- Kim: It's the 21st Century - a 15-year-old using a toothbrush to masturbate over her best friend shouldn't be that big a deal.
- Kim: Just when you thought life couldn't get any worse you're a virgin with a sexually transmitted disease!
- Kim: I was so busy telling everyone what everyone else thought I forgot to tell them both to sod off!
- Kim: So I'm a 15-year-old queer virgin and my mum's a whore, and she's so scared I'll tell my dad she's trying to be my best friend.
- Kim: There's this girl, Sugar, who I like, I really like. I suppose you could say I'm obsessed, and basically if I don't shag her soon I'm going to explode, so I thought heavy narcotics might ease things on a bit.
- Kim: It's amazing the things you do when you're a fucked-up teenager. Adolescents are hormonally insane.
- Kim: Tonight was different. Tonight I was living the dream. I was buying my girlfriend a drink and nothing could stop me.
- Kim: [praying] Dear God, please stop me perving over Sugar and help me find me a fit guy to perv over instead. Or if it turns out you're OK with the whole same-sex thing, then stop Sugar messing me about and help her find her way into my bed.
- Sugar: You must have some tricks up your sleeve. How else are you going to make up for the fact that there's no cock?
- Sugar: Ugh. Now are you sure this is a proper champagne? 'Cause it is dry as fuck.
- Kim: It's supposed to be. It's prized for its dryness. It's an acquired taste.
- Sugar: Nah, they probably got some sugar for this.
- Kim: You can't put sugar in champagne!
- Sugar: Excuse me, you can put a little sugar in anything.
- Kim: So that's how it is then? You call, I come running. You say jump, I say how high? Translating for French guys, spending my mum's credit card when you could be with someone else. Name something you've done for me. One thing. One SODDING thing.

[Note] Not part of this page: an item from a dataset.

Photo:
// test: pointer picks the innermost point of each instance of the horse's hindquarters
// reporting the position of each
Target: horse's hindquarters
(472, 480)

- Kim: You ever think about what would have happened if you haven't been taken away?
- Sugar: Sometimes.
- Kim: And?
- Sugar: Kim, we have our moments together but most of the time we annoy the fuck out of each other. Saint's great for you. It simply makes sense and you know it. Besides... It'll never top the night we did have. I'll still be thinking about that one when I'm shuffling around in my incontentenant pants, thats if I don't have alzheimer's.
- Nathan: Right, uh... Matt, we should talk about these.
- [holds up a pair of women's underwear Matt has worn]
- Matt: What about them?
- Nathan: Your mother and I were just a bit worried, thats all. You do know they are for girls, don't you?
- Matt: [correcting him] Women's actually.
- Nathan: Exactly, they're for women and not for men. Like you and me.
- Matt: What? I like them.
- Nathan: I'm sorry, Matt, you can't wear them.
- Matt: Its not fair. I don't dodge you for being a swinger.
- Sugar: I bet he'll be with some stupid French bird with hairy armpits, garlic breath and giving him a crap blowjob!